People resist being left empty and have the key to achieving it: technology. Many of these places with few inhabitants, silence and where it smells like firewood almost constantly want to become technological references.
They are known as smart cities and pose urban development models where technology plays a fundamental role. They claim to be more sustainable, more interactive with citizens and with a greater number of services. Santander has established itself as the first major Spanish smart city and is considered a large urban laboratory in the field of IoT (Internet of Things). Many will say that, of course, Santander is a big city and has economic possibilities, but that innovation in the villages is impossible. Luckily, they are wrong.
IoT and big data, municipalities are able to offer new services
Villanueva de la Serena, in Badajoz, is one of the towns that is taking advantage of new technologies to be an intelligent place. For a few years, the city council used a large part of its public financing to boost artificial intelligence in the town. Ángel Guerrero, a municipal telecommunications engineer, explained it in the following way: “When we began to sensitize the municipality, our purpose was to improve decision making. Know with data were to act as City Hall. We have to move from big data to acting. To platforms that regulate themselves. If a building is empty, then turn off the lights and air conditioning directly. Or if it rains, let’s not water the field. ”
Take advantage of technology to improve the lives of residents, that’s the idea
Other towns, such as Martos, in Jaén, have also joined the digital transformation. It has 24,000 inhabitants and its streets are full of technology. Its crosswalks light up when a neighbour crosses and, through panels, drivers are informed of the occupation of public car parks.

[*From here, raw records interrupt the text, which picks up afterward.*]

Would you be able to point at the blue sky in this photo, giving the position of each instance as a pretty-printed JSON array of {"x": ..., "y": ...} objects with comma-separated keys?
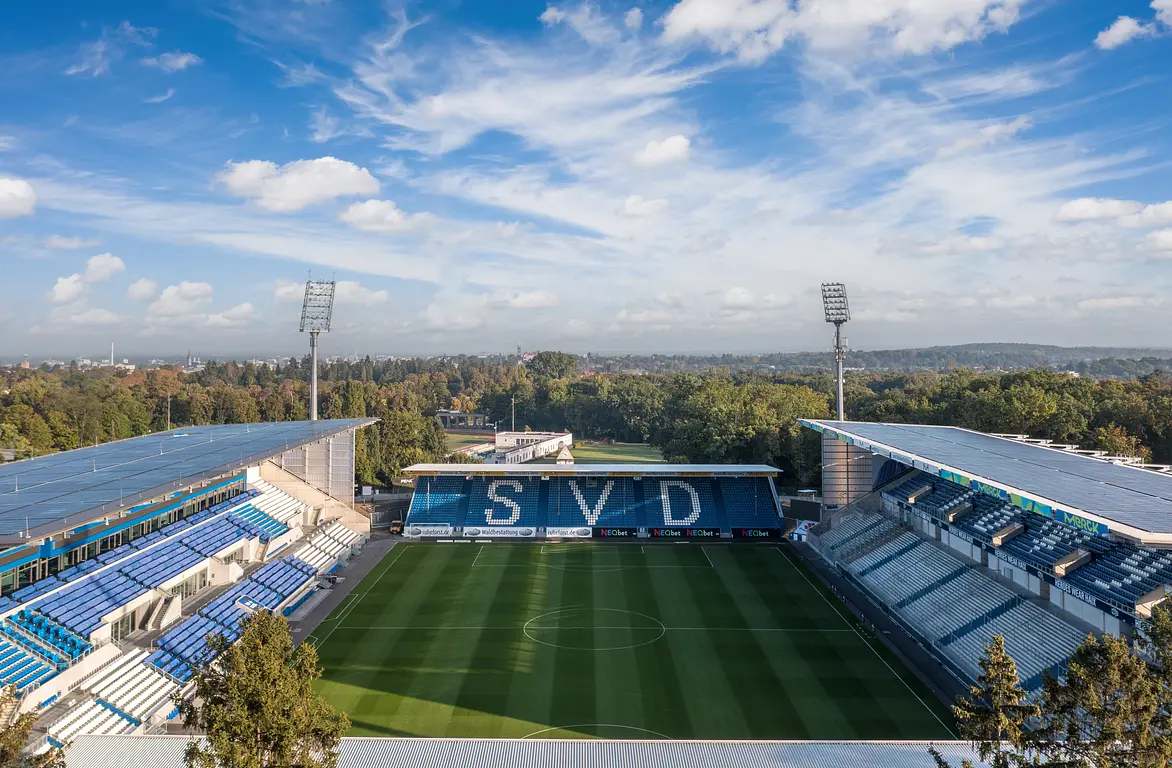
[{"x": 670, "y": 176}]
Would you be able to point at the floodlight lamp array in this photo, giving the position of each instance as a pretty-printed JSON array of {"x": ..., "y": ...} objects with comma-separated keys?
[
  {"x": 318, "y": 307},
  {"x": 833, "y": 300}
]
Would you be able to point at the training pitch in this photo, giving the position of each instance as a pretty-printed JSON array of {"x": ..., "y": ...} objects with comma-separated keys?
[{"x": 611, "y": 640}]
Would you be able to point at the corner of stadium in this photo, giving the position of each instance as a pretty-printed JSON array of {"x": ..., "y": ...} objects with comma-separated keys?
[{"x": 538, "y": 613}]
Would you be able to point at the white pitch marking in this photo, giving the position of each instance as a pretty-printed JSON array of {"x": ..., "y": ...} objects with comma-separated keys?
[{"x": 832, "y": 607}]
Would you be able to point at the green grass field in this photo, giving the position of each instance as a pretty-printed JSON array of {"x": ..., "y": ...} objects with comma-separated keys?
[
  {"x": 611, "y": 640},
  {"x": 590, "y": 453}
]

The use of big data to make better decisions is decisive in this type of initiatives. Services like LUCA accompany companies and administrations towards the urban digital revolution.
The data allow to revitalize rural areas in multiple ways. This is stated by Luis de Cristóbal, creator of the think tank ( Re) Pueblo: “The rural exodus has no common solution. Each location can use some type of specific technology, be it machine learning, Artificial Intelligence or blockchain, that makes it attractive.
In Finland, they have managed to get people back to activity ”. That the number of inhabitants is low is not an obstacle to technological innovation, because it only takes three ingredients: investment, good ideas and a large digital dose.